Another part of the mechanism is the rescEU reserve of medical equipment such as ventilators, protective masks and laboratory supplies, paid for from the Commission’s budget and stocked in one of the member states, while at the disposal of all.

The first rescEU intervention involved masks and disinfectant, followed by 370,000 FFP2 face masks from stores in Romania and Germany and delivered to Italy, Spain, Croatia, Lithuania, Montenegro and North Macedonia.

However according to the members of the committee, funding needs to be revised upwards in the light of the Covid-19 emergency. Not only did that highlight some critical management problems, it also showed showed how a system devised for isolated events like weather emergencies came under severe pressure from an event that affected all member states at once.
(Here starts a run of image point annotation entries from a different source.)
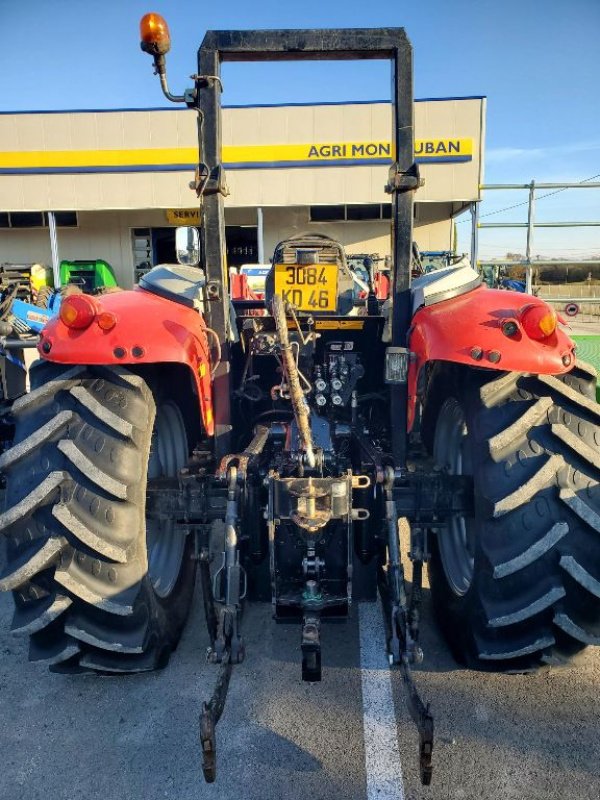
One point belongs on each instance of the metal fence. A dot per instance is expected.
(586, 298)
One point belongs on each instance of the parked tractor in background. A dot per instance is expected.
(308, 431)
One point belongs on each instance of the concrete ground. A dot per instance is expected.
(133, 738)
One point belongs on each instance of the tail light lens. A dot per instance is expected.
(538, 321)
(77, 311)
(106, 320)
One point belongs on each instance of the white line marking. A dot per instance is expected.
(382, 757)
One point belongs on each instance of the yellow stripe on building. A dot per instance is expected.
(449, 149)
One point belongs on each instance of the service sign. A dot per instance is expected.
(183, 216)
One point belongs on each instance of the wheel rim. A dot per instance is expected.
(456, 544)
(164, 544)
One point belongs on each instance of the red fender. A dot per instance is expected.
(460, 328)
(149, 330)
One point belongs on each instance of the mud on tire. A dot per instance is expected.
(75, 523)
(524, 590)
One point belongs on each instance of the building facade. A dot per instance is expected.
(118, 181)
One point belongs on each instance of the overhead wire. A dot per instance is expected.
(526, 202)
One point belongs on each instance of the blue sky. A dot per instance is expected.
(537, 61)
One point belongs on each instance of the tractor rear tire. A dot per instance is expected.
(96, 586)
(517, 586)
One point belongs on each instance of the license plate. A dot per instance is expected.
(310, 287)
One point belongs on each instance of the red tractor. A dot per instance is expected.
(308, 424)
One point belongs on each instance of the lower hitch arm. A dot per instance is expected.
(226, 644)
(211, 714)
(402, 621)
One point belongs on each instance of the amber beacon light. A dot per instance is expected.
(154, 34)
(156, 40)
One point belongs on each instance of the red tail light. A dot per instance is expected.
(77, 311)
(538, 320)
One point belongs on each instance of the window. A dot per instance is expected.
(327, 213)
(37, 219)
(360, 212)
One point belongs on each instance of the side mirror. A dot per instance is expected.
(187, 246)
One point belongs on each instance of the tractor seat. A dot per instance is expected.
(175, 282)
(442, 284)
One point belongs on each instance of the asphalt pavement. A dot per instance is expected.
(520, 737)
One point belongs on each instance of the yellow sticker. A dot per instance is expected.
(338, 325)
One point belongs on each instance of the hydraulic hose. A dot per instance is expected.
(299, 405)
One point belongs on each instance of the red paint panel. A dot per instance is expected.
(149, 330)
(450, 330)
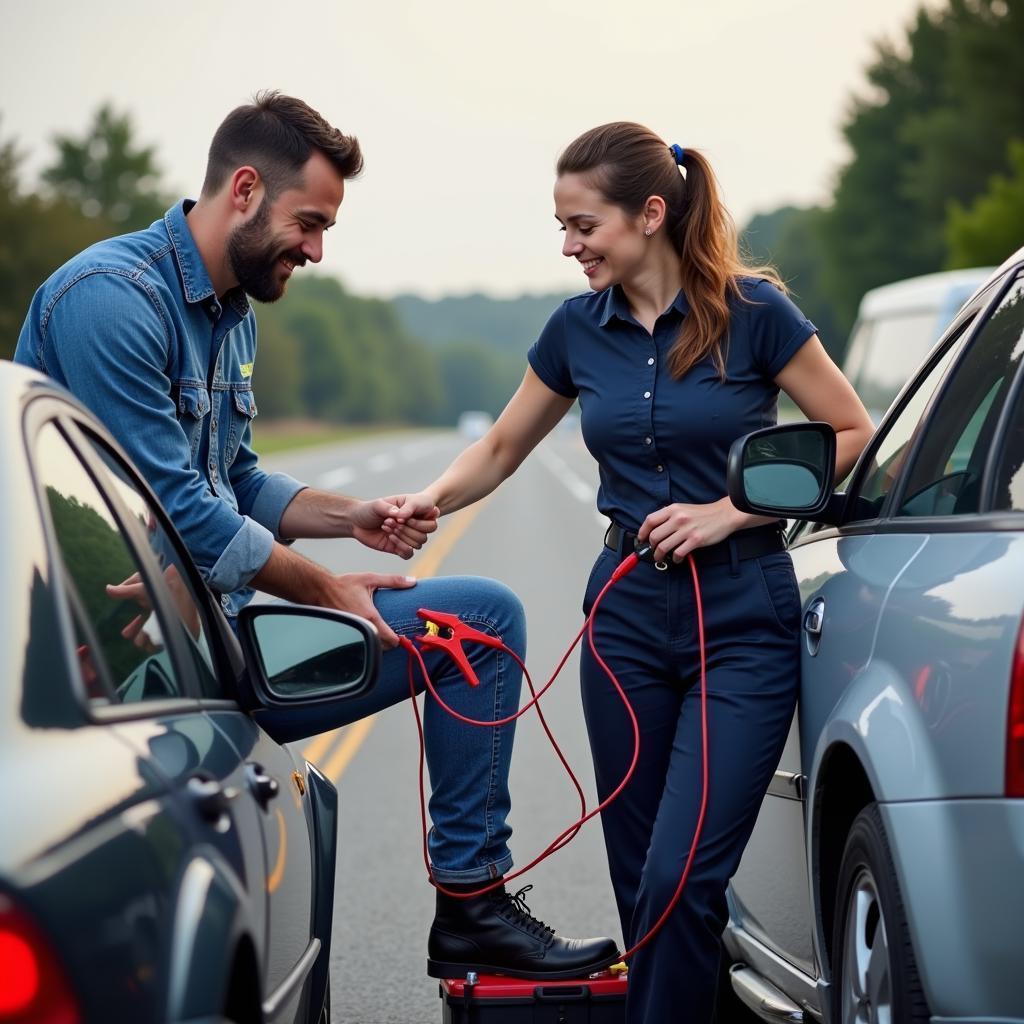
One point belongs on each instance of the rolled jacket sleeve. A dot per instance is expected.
(105, 337)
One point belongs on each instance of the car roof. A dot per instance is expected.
(930, 291)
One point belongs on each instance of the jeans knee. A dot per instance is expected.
(501, 607)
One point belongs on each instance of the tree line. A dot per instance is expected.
(324, 352)
(934, 180)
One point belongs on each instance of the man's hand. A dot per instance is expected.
(354, 592)
(133, 589)
(677, 529)
(398, 524)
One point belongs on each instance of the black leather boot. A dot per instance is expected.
(497, 934)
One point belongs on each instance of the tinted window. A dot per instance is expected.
(176, 576)
(945, 478)
(120, 644)
(1010, 475)
(889, 455)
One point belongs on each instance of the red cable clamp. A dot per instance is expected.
(446, 633)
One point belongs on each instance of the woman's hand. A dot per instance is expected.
(678, 528)
(398, 524)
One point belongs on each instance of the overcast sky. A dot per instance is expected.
(462, 108)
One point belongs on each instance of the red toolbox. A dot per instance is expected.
(489, 998)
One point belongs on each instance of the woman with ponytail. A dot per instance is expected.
(677, 350)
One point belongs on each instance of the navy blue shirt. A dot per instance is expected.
(659, 440)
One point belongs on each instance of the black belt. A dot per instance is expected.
(743, 544)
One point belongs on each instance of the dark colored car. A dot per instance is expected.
(885, 877)
(163, 857)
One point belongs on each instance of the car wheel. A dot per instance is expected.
(875, 975)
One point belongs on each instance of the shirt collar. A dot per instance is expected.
(616, 305)
(195, 276)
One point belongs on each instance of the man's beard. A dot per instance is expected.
(253, 257)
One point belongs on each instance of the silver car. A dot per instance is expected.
(885, 878)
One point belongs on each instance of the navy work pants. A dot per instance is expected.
(646, 631)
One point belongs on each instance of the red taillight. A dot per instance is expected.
(33, 987)
(1015, 723)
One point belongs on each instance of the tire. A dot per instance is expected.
(875, 974)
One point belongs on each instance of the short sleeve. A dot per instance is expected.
(549, 355)
(777, 328)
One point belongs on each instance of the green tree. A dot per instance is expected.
(992, 227)
(933, 129)
(105, 174)
(36, 237)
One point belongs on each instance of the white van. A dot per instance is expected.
(896, 326)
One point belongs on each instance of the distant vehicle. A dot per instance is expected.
(473, 424)
(883, 881)
(896, 327)
(163, 857)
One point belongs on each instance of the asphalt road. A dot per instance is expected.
(540, 535)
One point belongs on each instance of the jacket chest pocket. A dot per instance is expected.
(194, 408)
(240, 414)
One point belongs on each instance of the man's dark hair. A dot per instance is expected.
(276, 135)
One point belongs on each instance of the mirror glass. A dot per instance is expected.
(786, 470)
(306, 656)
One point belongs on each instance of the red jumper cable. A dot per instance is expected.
(458, 632)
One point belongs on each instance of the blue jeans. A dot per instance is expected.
(469, 765)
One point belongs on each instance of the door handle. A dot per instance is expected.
(212, 801)
(264, 786)
(814, 620)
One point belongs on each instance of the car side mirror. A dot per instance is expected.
(783, 471)
(300, 655)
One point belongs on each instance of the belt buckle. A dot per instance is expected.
(645, 553)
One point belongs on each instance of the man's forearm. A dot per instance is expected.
(290, 576)
(317, 514)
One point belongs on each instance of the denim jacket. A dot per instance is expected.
(133, 328)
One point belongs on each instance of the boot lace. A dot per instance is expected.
(517, 912)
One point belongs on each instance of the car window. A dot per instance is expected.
(1010, 473)
(176, 577)
(946, 475)
(868, 494)
(119, 639)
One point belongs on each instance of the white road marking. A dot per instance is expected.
(336, 478)
(414, 451)
(576, 484)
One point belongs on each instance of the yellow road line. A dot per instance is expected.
(318, 747)
(351, 740)
(424, 566)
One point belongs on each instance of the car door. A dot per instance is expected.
(127, 670)
(235, 769)
(844, 577)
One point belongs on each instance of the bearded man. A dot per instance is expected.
(154, 332)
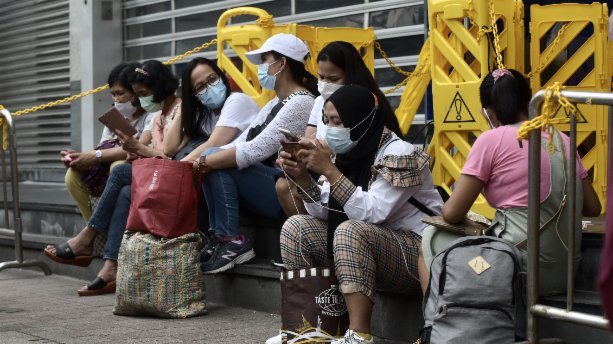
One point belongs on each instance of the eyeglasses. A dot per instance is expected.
(201, 88)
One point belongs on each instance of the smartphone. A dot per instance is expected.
(291, 137)
(292, 148)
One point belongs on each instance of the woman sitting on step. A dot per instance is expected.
(360, 220)
(243, 173)
(497, 165)
(85, 163)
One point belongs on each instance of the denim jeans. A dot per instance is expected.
(111, 213)
(253, 187)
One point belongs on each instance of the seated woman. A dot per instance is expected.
(211, 115)
(243, 171)
(81, 163)
(155, 86)
(498, 165)
(361, 213)
(338, 64)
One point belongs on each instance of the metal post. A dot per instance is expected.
(18, 229)
(534, 216)
(571, 205)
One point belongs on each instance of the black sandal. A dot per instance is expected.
(97, 287)
(64, 255)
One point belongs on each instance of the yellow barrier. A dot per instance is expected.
(583, 29)
(246, 37)
(461, 56)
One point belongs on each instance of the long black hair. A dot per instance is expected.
(299, 73)
(121, 75)
(509, 95)
(345, 56)
(192, 110)
(157, 77)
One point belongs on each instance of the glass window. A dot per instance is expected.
(277, 8)
(148, 9)
(401, 46)
(147, 52)
(197, 21)
(389, 77)
(189, 3)
(189, 44)
(303, 6)
(356, 20)
(155, 28)
(406, 16)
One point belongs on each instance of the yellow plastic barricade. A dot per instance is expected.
(461, 56)
(576, 55)
(246, 37)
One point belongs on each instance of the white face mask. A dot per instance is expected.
(327, 88)
(126, 109)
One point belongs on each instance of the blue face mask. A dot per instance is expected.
(148, 104)
(339, 139)
(267, 81)
(213, 96)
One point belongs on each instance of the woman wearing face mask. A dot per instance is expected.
(155, 86)
(338, 64)
(361, 214)
(243, 172)
(211, 115)
(81, 164)
(497, 165)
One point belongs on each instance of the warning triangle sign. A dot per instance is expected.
(561, 109)
(458, 111)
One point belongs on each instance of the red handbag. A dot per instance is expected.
(164, 199)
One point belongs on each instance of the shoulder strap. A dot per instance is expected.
(417, 204)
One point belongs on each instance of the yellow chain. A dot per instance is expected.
(494, 29)
(555, 43)
(86, 93)
(545, 120)
(421, 69)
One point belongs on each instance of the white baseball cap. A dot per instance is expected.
(283, 43)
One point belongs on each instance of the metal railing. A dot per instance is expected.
(536, 310)
(18, 229)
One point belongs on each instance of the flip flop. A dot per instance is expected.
(64, 255)
(97, 287)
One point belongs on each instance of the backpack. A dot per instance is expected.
(475, 293)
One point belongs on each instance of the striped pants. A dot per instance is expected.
(367, 257)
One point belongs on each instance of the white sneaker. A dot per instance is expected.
(278, 339)
(352, 337)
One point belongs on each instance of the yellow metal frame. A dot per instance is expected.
(593, 120)
(246, 37)
(461, 57)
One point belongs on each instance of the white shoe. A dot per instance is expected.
(278, 339)
(352, 337)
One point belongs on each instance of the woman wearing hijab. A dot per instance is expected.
(360, 219)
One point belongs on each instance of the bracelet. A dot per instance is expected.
(335, 184)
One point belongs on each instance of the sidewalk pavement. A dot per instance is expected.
(46, 309)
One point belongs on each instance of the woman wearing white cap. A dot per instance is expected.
(244, 171)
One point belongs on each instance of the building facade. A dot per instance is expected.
(54, 48)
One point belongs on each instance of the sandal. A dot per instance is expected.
(64, 255)
(97, 287)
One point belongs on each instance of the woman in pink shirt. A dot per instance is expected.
(497, 165)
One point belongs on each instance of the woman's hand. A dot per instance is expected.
(317, 156)
(82, 161)
(128, 143)
(296, 170)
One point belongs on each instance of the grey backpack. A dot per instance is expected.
(475, 293)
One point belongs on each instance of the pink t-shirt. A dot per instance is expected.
(498, 161)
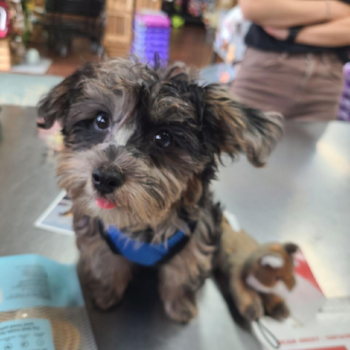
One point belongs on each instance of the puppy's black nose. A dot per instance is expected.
(107, 180)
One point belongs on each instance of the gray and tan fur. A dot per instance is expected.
(163, 185)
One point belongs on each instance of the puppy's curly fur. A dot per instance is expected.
(165, 186)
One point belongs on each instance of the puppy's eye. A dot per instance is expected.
(102, 121)
(163, 139)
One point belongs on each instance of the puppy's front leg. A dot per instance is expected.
(180, 278)
(106, 274)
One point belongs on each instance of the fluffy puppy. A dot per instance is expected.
(141, 148)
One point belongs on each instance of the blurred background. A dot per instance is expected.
(43, 41)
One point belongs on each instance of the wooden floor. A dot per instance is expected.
(188, 44)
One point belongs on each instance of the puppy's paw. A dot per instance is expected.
(182, 310)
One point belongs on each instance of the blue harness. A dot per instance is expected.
(146, 254)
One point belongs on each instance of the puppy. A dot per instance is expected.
(141, 148)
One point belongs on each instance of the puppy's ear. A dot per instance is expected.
(237, 128)
(55, 105)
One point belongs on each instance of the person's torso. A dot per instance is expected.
(259, 39)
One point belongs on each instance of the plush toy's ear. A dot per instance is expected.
(55, 105)
(237, 128)
(275, 261)
(290, 248)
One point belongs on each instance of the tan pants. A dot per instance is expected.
(300, 86)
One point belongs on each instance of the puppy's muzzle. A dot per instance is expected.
(106, 180)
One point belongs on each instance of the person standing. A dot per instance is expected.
(295, 54)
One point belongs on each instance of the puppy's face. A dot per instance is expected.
(141, 143)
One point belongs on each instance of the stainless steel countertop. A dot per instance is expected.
(302, 195)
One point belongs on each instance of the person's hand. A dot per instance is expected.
(277, 33)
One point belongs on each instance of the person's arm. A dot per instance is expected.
(331, 34)
(291, 13)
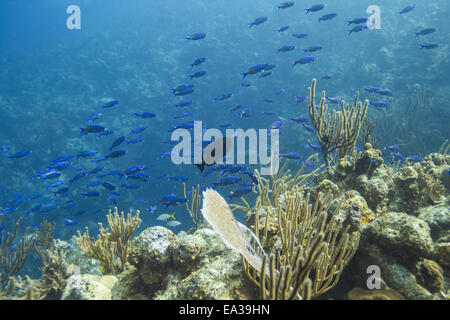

The committee is now proposing an increase in the budget it approved in March of €1.4 billion.

There is a need for more EU solidarity,” said the committee’s rapporteur, Nikos Androulakis.

Our proposals will better protect and assist European citizens, no matter in which member state they reside, improve preventive actions and give the Commission the possibility to acquire, rent or lease the necessary capacities. Parliament is ready to start the negotiations. We want the Mechanism ready to address not only a possible second wave of the pandemic or forest fires but any other natural or man-made disaster in the future.”

The committee’s proposal will come before the plenary session later this month, after which Parliament will begin talks with member states with a view to having the new mechanism ready for 2021.